# Nuts And Bolts. How To Tell If They Are "cadmium" Plated?



## schemer (Nov 27, 2015)

Hi guys,
  I am over cautious when welding and know not to breathe in harmful fumes from galvanized metal etc, so I just buy and weld un-plated steel. Now when it comes to nuts and bolts I also use un-plated steel for safety when it has to be welded but you can't get grade 5 or grade 8 nuts and bolts un-plated (or maybe you can) so I was curious if anybody really knows it the "Gold" nuts and bolts at Tractor Supply are simply that color because of the alloy and hardening process, or they have yellow zinc coating, or if they still use CADMIUM to plate nuts and bolts? I know you can use muriatic acid or even vinegar to remove zinc but don't know if I should use the same method on cadmium if it is still in  use.
Thanks,
schemer


----------



## schemer (Nov 27, 2015)

I just found this good reading...Seems I always find info right after I post!  
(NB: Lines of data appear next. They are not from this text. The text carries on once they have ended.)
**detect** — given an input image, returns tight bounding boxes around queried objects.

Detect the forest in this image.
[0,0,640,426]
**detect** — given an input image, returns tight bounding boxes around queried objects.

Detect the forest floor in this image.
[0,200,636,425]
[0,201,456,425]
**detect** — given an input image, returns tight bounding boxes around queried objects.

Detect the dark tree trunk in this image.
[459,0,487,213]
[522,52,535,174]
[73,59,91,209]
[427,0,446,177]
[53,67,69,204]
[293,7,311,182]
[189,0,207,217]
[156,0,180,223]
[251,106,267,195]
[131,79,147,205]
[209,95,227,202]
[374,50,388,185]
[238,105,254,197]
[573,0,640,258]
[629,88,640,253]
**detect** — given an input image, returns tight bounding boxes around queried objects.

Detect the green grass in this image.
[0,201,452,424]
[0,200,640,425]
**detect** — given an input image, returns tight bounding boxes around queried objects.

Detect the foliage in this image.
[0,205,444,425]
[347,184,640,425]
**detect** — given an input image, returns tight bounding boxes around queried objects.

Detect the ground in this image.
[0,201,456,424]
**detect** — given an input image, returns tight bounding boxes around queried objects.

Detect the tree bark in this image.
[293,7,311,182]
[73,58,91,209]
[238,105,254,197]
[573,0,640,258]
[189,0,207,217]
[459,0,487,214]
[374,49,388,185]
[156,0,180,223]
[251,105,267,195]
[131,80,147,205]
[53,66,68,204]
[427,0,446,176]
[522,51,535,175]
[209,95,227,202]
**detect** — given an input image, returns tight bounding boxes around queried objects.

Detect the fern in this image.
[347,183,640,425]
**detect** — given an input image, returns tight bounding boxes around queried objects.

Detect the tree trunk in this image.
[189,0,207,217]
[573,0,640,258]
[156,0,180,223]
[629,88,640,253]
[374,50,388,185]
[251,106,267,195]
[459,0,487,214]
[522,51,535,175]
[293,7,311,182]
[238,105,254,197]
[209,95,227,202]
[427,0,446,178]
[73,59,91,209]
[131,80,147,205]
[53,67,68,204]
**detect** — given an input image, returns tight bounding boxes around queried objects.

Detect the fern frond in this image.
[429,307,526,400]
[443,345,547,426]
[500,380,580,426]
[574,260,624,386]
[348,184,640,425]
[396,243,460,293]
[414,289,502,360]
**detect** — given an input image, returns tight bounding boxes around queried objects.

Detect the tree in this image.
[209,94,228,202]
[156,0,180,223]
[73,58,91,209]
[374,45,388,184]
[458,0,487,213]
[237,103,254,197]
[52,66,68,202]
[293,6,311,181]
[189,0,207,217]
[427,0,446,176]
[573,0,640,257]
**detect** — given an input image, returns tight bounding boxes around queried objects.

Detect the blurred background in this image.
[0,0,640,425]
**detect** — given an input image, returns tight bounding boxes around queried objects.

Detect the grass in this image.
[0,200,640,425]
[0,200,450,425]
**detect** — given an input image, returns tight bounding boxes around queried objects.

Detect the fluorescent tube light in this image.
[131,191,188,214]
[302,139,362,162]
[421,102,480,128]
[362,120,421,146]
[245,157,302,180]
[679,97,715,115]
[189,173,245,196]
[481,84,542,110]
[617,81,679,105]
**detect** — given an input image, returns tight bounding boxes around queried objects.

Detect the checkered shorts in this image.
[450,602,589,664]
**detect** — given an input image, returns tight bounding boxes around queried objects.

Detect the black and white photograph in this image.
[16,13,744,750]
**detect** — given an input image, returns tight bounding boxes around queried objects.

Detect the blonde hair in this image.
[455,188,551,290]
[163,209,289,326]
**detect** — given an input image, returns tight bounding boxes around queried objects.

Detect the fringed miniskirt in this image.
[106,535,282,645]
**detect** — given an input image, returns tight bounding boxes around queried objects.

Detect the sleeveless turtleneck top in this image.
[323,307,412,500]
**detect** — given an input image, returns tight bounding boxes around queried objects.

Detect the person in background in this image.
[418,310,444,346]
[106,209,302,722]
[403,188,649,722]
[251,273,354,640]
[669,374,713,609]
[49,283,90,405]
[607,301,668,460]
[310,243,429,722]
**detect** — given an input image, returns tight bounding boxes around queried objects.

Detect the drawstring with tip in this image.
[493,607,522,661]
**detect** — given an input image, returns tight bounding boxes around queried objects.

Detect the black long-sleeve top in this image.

http://429mustangcougarinfo.50megs.com/new_page_26.htm

Looks like I had it under control all along. Just weld un-plated steel or known safe steel and avoid any problems whatsoever. Typically I don't weld a lot of bolts anyhow, but I have a galvanized 5/8" shaft for an axle that I can clean off the zinc and weld, or use U-Bolts. 
schemer


----------



## ch2co (Nov 27, 2015)

Very wise man!  Don't go welding unknown plated materials. I thought that CAD plated fasteners were a thing of my youth, i.e. ancient, but apparently they are still produced for the aerospace industry?

CHuck the grumpy old guy


----------



## PlasmaOnTheBrain (Feb 7, 2016)

Stuff from TSC isnt going to have Cd on it. The yellow on the grade 8s is just one of the zinc coatings.
Areospace is about it for nuts and bolts with Cd on them anymore. 
I have seen Cd plated aluminium before, they were electrical boxes for the under frames of subway cars. Poor bastards had to weld them together (I was REALLY happy I couldn't weld Al back then...)
It looked slightly different from the other yellowish zinc coatings... Cant describe how but if you put the 2 next to each other it stands right out.


----------



## TOOLMASTER (Feb 7, 2016)

grind it off first


----------



## Tony Wells (Feb 7, 2016)

You can strip the plating easily with a little acid. Doesn't have to be strong if you have time. Don't oversoak, and neutralize after stripping.


----------